Michael Veseth is Robert G. Albertson Professor of International Political Economy at the University of Puget Sound. He is the author of many books including `Globaloney: Unraveling the Myths of Globalization´. He writes about global wine markets in his blog `The Wine Economist´. In this article, specially written for WineSur, he talks about how the intersection of global and local interests and forces is shaping the Argentinian wine industry.

By Michael Veseth, The Wine Economist

Glocal is an awkward word but a very useful one.  It describes a powerful process and raises questions that are important to the future of the wine industry in Argentina and around the world.

Glocal is what you get when you marry global with local and it describes a complex process of exchange. Many people see the global and the local only as adversaries, like two football teams.  Global market forces are assumed to be fundamentally opposed to local traditions and values.  Because there is more money behind the global team, most people assume that the local players (and the values they represent) are doomed. Resistance is futile. 

In fact, of course, the process is more complicated than this and influences travel both ways. This is obviously true about football, so why should we be surprised that it also applies to wine?

Glocal exchange is deeply embedded in the wine industry. Although some focus only on the potentially homogenizing influence of international “flying winemaker” consultants and multinational wine corporations that invest locally to produce wines for the international market, in fact the counter-flow of talent and ideas also exists.

It is a tradition among winemaking families, for example, for young people to spend time working abroad through informal exchange arrangements, soaking up experiences, trying out new ideas and making lifelong personal connections. It is an important part of a winemaker’s education. I have met these “flying interns” wherever I have traveled in the world of wine. They are a very healthy part of the glocal wine mix.

A growing number of Argentinean winemakers now work abroad as well as at home, making wines that are informed by both experiences but still hopefully a reflection of the particular local terroir.  They are at once both global and local in differing degrees.

It is possible to try to shelter a local wine industry from global influences, as was the case in Argentina for many years, but protected industries soon run out of ideas and sink almost inevitably to mediocrity.

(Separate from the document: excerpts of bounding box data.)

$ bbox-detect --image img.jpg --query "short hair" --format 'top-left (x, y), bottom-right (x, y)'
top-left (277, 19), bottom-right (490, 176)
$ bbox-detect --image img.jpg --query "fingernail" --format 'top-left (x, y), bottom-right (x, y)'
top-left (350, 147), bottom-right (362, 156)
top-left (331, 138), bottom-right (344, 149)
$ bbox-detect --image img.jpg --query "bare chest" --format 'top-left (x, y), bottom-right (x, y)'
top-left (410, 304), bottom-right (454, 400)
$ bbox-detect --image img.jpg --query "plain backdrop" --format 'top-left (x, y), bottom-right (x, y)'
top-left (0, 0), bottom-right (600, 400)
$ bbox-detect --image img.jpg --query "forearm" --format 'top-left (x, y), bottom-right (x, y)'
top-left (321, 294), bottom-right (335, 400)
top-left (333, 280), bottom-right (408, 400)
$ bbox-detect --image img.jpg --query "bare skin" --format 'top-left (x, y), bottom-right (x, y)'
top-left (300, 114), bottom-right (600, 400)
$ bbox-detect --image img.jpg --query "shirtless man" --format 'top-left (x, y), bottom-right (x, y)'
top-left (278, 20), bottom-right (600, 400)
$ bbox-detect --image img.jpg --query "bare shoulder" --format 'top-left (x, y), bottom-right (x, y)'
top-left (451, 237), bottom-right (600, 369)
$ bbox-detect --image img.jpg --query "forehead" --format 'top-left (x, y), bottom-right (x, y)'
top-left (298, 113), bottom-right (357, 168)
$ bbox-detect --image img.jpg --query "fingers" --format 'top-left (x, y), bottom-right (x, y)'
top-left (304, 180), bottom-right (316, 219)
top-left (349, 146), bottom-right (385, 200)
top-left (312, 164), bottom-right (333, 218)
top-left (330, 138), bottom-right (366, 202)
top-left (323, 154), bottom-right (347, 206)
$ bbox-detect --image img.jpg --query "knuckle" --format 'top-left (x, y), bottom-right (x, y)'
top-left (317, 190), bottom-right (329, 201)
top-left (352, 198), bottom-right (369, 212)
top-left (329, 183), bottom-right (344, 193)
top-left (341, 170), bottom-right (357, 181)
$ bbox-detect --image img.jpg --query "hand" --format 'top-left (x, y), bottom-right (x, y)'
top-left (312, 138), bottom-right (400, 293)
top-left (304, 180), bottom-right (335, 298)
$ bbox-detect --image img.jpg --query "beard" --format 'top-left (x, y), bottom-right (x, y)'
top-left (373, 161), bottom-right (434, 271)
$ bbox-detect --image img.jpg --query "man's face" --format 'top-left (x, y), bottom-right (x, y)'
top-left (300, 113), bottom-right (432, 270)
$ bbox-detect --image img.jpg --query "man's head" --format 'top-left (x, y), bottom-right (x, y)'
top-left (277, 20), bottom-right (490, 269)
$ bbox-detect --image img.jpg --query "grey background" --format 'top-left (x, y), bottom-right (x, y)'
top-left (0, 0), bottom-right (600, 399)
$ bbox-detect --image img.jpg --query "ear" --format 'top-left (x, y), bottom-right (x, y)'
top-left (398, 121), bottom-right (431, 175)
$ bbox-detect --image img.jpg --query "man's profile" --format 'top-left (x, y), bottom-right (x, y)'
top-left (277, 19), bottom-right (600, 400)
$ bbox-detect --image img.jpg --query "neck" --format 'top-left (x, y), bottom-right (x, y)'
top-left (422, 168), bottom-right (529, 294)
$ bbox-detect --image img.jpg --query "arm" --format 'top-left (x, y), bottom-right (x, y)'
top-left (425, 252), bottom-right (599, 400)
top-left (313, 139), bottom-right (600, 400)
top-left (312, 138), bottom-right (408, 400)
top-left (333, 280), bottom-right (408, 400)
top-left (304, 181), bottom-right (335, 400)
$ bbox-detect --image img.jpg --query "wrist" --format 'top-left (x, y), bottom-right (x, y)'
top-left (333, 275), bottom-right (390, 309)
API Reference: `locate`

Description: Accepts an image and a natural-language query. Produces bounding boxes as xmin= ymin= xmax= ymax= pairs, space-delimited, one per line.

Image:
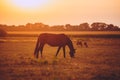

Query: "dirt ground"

xmin=0 ymin=38 xmax=120 ymax=80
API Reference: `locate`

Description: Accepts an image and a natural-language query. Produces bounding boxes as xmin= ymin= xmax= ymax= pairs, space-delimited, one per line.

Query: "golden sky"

xmin=0 ymin=0 xmax=120 ymax=26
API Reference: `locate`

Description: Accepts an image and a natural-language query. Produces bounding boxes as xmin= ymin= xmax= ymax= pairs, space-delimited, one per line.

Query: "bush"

xmin=0 ymin=29 xmax=7 ymax=37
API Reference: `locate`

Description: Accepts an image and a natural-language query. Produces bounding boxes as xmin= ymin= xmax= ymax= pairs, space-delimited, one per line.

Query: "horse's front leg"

xmin=56 ymin=46 xmax=61 ymax=57
xmin=63 ymin=46 xmax=66 ymax=58
xmin=40 ymin=44 xmax=44 ymax=58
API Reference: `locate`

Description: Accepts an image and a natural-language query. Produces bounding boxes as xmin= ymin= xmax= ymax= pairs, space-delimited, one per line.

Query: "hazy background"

xmin=0 ymin=0 xmax=120 ymax=26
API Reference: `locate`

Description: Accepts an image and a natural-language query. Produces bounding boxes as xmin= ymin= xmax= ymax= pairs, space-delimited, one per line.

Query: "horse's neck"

xmin=68 ymin=40 xmax=74 ymax=51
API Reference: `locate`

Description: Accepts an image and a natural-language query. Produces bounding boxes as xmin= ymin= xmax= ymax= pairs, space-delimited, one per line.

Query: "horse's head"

xmin=69 ymin=49 xmax=76 ymax=58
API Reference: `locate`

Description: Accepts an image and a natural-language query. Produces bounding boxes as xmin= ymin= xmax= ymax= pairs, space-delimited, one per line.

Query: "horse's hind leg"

xmin=63 ymin=46 xmax=66 ymax=58
xmin=41 ymin=44 xmax=44 ymax=57
xmin=56 ymin=46 xmax=61 ymax=57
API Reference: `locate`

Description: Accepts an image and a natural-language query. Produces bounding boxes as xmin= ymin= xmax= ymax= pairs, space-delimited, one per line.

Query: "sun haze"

xmin=0 ymin=0 xmax=120 ymax=26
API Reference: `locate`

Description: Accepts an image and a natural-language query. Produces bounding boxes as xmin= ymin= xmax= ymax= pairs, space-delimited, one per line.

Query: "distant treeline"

xmin=0 ymin=22 xmax=120 ymax=31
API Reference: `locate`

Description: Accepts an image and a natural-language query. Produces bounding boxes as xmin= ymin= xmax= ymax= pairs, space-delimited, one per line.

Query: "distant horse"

xmin=76 ymin=40 xmax=88 ymax=48
xmin=34 ymin=33 xmax=75 ymax=58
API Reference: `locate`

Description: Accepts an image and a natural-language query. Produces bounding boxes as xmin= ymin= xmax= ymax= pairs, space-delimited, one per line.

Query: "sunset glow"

xmin=10 ymin=0 xmax=49 ymax=10
xmin=0 ymin=0 xmax=120 ymax=26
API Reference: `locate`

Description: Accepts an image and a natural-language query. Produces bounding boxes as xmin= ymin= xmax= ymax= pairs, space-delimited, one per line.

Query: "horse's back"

xmin=39 ymin=33 xmax=69 ymax=46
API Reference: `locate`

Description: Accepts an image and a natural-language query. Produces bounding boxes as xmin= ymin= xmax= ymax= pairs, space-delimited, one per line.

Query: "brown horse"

xmin=34 ymin=33 xmax=75 ymax=58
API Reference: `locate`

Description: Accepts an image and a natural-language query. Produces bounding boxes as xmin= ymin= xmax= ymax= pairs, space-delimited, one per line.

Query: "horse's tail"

xmin=34 ymin=38 xmax=40 ymax=56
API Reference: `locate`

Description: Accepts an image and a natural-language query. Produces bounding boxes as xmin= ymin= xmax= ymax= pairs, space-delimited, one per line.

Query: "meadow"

xmin=0 ymin=31 xmax=120 ymax=80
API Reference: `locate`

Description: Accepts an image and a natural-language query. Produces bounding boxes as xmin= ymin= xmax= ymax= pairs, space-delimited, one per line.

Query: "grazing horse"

xmin=34 ymin=33 xmax=75 ymax=58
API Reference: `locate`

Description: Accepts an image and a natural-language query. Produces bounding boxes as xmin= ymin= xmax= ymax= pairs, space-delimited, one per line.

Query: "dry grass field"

xmin=0 ymin=33 xmax=120 ymax=80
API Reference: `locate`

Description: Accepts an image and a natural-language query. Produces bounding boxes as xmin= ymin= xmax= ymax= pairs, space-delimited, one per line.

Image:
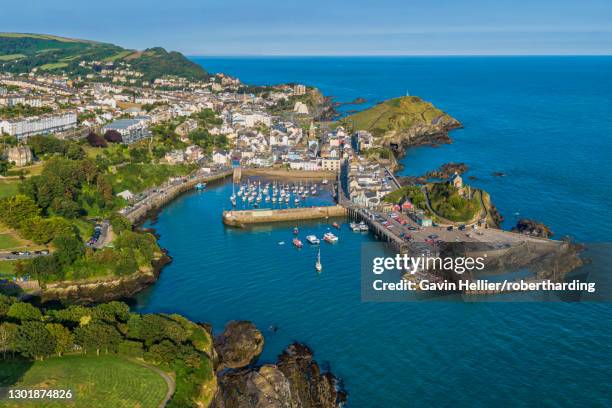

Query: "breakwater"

xmin=241 ymin=167 xmax=337 ymax=180
xmin=123 ymin=169 xmax=233 ymax=224
xmin=223 ymin=205 xmax=346 ymax=227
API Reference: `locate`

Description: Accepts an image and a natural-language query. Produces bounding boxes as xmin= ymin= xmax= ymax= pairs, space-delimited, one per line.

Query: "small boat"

xmin=306 ymin=235 xmax=321 ymax=245
xmin=323 ymin=232 xmax=338 ymax=244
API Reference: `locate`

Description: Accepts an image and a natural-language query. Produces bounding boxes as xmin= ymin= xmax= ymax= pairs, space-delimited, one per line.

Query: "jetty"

xmin=223 ymin=205 xmax=347 ymax=227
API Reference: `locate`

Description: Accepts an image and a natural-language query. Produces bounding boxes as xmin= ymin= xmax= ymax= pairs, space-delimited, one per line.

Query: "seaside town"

xmin=0 ymin=55 xmax=580 ymax=278
xmin=0 ymin=26 xmax=583 ymax=408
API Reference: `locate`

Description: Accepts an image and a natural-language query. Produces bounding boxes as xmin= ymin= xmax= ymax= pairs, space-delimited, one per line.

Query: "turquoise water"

xmin=137 ymin=57 xmax=612 ymax=407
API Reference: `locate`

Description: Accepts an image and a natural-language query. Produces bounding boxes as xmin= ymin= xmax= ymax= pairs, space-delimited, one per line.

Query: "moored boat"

xmin=306 ymin=235 xmax=321 ymax=245
xmin=323 ymin=232 xmax=338 ymax=244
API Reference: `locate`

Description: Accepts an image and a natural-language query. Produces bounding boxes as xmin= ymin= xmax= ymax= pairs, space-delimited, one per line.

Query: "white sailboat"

xmin=315 ymin=248 xmax=323 ymax=272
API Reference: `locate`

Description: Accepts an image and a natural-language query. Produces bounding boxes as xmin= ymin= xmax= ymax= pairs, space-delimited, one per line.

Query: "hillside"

xmin=0 ymin=33 xmax=208 ymax=81
xmin=341 ymin=96 xmax=459 ymax=137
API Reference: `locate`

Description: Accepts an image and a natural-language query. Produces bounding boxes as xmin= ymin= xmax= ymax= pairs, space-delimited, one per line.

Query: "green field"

xmin=0 ymin=355 xmax=168 ymax=408
xmin=338 ymin=96 xmax=450 ymax=136
xmin=0 ymin=234 xmax=21 ymax=251
xmin=0 ymin=54 xmax=25 ymax=61
xmin=0 ymin=180 xmax=19 ymax=198
xmin=110 ymin=163 xmax=195 ymax=193
xmin=0 ymin=261 xmax=16 ymax=279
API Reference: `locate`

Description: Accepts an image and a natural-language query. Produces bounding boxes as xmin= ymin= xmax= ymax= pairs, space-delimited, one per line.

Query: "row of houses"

xmin=0 ymin=111 xmax=77 ymax=140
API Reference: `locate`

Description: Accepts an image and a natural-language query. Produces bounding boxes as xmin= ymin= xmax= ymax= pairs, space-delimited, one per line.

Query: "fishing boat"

xmin=315 ymin=248 xmax=323 ymax=272
xmin=323 ymin=232 xmax=338 ymax=244
xmin=306 ymin=235 xmax=321 ymax=245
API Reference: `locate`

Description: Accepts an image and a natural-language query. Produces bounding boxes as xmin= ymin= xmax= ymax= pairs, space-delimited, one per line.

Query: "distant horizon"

xmin=0 ymin=0 xmax=612 ymax=56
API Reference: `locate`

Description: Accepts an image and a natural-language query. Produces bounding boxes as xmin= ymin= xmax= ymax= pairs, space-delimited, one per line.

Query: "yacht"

xmin=315 ymin=248 xmax=323 ymax=272
xmin=323 ymin=232 xmax=338 ymax=244
xmin=306 ymin=235 xmax=321 ymax=245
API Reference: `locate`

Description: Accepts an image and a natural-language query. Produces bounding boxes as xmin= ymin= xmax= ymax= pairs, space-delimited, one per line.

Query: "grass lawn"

xmin=0 ymin=234 xmax=21 ymax=251
xmin=0 ymin=54 xmax=25 ymax=61
xmin=0 ymin=355 xmax=168 ymax=408
xmin=110 ymin=163 xmax=195 ymax=193
xmin=0 ymin=261 xmax=17 ymax=279
xmin=0 ymin=180 xmax=19 ymax=198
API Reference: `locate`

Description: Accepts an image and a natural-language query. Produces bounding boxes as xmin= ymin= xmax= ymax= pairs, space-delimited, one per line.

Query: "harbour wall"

xmin=223 ymin=205 xmax=346 ymax=227
xmin=241 ymin=167 xmax=337 ymax=180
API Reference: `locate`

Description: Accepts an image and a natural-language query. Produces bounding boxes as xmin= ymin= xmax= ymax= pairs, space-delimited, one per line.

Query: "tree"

xmin=15 ymin=321 xmax=56 ymax=360
xmin=74 ymin=322 xmax=122 ymax=355
xmin=66 ymin=143 xmax=85 ymax=160
xmin=45 ymin=323 xmax=74 ymax=357
xmin=0 ymin=194 xmax=40 ymax=229
xmin=0 ymin=322 xmax=19 ymax=358
xmin=104 ymin=129 xmax=123 ymax=143
xmin=51 ymin=197 xmax=81 ymax=218
xmin=53 ymin=235 xmax=85 ymax=267
xmin=6 ymin=302 xmax=42 ymax=321
xmin=86 ymin=132 xmax=107 ymax=147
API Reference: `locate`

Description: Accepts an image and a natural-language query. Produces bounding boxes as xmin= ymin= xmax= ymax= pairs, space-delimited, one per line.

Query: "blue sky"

xmin=0 ymin=0 xmax=612 ymax=55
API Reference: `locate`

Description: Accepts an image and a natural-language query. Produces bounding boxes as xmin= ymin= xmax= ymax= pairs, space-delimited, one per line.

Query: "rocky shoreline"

xmin=211 ymin=321 xmax=347 ymax=408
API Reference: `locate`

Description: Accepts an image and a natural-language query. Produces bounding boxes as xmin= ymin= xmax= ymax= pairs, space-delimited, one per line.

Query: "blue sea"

xmin=136 ymin=57 xmax=612 ymax=407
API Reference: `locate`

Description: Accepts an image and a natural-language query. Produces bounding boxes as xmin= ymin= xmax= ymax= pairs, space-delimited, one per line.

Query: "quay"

xmin=120 ymin=168 xmax=233 ymax=224
xmin=223 ymin=205 xmax=346 ymax=227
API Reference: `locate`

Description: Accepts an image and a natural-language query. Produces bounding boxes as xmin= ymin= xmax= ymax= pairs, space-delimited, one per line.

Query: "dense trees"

xmin=86 ymin=132 xmax=107 ymax=147
xmin=0 ymin=295 xmax=213 ymax=407
xmin=104 ymin=130 xmax=123 ymax=143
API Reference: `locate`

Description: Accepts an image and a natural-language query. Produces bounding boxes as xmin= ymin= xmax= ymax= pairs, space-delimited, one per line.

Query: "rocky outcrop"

xmin=423 ymin=162 xmax=468 ymax=179
xmin=212 ymin=364 xmax=293 ymax=408
xmin=214 ymin=320 xmax=264 ymax=371
xmin=212 ymin=343 xmax=346 ymax=408
xmin=277 ymin=343 xmax=346 ymax=408
xmin=512 ymin=218 xmax=554 ymax=238
xmin=39 ymin=253 xmax=171 ymax=304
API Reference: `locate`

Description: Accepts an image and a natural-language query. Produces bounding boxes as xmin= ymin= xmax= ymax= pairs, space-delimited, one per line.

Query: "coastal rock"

xmin=35 ymin=251 xmax=172 ymax=304
xmin=214 ymin=320 xmax=264 ymax=371
xmin=212 ymin=364 xmax=293 ymax=408
xmin=277 ymin=343 xmax=346 ymax=408
xmin=424 ymin=162 xmax=468 ymax=179
xmin=512 ymin=218 xmax=554 ymax=238
xmin=212 ymin=343 xmax=346 ymax=408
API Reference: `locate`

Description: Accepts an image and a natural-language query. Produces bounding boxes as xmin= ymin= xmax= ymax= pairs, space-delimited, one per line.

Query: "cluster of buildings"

xmin=348 ymin=158 xmax=393 ymax=207
xmin=0 ymin=65 xmax=406 ymax=207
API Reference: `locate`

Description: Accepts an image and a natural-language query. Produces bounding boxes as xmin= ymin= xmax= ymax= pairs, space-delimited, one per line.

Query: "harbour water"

xmin=136 ymin=57 xmax=612 ymax=407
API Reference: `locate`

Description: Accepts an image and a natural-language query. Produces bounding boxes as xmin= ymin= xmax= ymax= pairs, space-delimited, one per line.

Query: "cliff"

xmin=212 ymin=321 xmax=346 ymax=408
xmin=339 ymin=96 xmax=461 ymax=151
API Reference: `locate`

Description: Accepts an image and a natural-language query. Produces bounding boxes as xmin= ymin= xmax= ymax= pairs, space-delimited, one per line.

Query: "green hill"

xmin=0 ymin=33 xmax=208 ymax=81
xmin=340 ymin=96 xmax=459 ymax=136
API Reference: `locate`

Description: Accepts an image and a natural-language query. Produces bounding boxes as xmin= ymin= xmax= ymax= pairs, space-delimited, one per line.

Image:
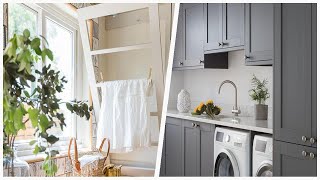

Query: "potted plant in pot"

xmin=249 ymin=75 xmax=270 ymax=120
xmin=3 ymin=29 xmax=92 ymax=176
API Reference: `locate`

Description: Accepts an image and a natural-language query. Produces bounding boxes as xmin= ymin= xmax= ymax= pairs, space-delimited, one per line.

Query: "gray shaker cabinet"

xmin=172 ymin=8 xmax=184 ymax=68
xmin=273 ymin=141 xmax=317 ymax=176
xmin=160 ymin=117 xmax=215 ymax=176
xmin=182 ymin=120 xmax=200 ymax=176
xmin=274 ymin=4 xmax=317 ymax=146
xmin=181 ymin=3 xmax=204 ymax=67
xmin=161 ymin=117 xmax=183 ymax=176
xmin=273 ymin=3 xmax=317 ymax=176
xmin=204 ymin=3 xmax=244 ymax=53
xmin=244 ymin=3 xmax=274 ymax=65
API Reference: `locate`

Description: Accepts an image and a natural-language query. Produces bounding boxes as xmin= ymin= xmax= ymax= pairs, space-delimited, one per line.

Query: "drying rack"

xmin=78 ymin=3 xmax=165 ymax=138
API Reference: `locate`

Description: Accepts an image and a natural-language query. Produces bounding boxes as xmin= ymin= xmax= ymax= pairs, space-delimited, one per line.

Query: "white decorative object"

xmin=177 ymin=89 xmax=191 ymax=113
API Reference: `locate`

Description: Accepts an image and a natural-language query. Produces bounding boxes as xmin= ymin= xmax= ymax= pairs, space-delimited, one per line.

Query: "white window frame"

xmin=10 ymin=3 xmax=82 ymax=142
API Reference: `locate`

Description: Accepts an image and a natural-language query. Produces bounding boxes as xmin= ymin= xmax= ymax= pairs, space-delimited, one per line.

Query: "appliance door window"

xmin=214 ymin=152 xmax=239 ymax=176
xmin=256 ymin=163 xmax=273 ymax=177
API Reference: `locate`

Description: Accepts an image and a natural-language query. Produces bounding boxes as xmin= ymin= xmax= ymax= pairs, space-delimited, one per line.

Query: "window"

xmin=8 ymin=3 xmax=77 ymax=149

I have seen this time and time again in my wine economics studies. The most valuable local characteristics are not necessarily preserved through isolation, so the choice is not as simple as global or local.  The global market can destroy, as we are all aware, but protected local markets do not necessarily preserve either.  We are left with the reality of glocalism.

Opening the door to the global creates a glocal mix.  International influences are imported, with both positive and negative effects, and local practices, products and values are exported, influencing winemakers and consumers abroad.  Producers in Argentina may feel pressure to make wines to an international standard or to please British wine critics, but they also gain from a larger and more diverse market for their products.  It seems to me that Argentina might especially benefit from this process today as consumers tire of one-dimensional Chardonnay and Shiraz and seek out a more interesting idea of wine.

So how will glocalism turn out for Argentina’s wine industry?  It is too soon to tell, of course, but informed speculation is possible.  First, it will not turn out all one way or the other.  The global-local mix is seldom the product of a single huge blending vat.  And, although Argentina’s wine history is very old, it is a relatively new participant in the current era of global wine, so anything is possible.

Argentina’s wines are bargains in today’s market, but consumers do not buy them just because they are good values but also because of their distinctiveness.  If winemakers can build upon their strengths and create a particular image of Argentina wines (as the New Zealand wine industry has successfully done), then it may be possible to enjoy the best of both worlds, global and local, and glocal will no longer be such an awkward word.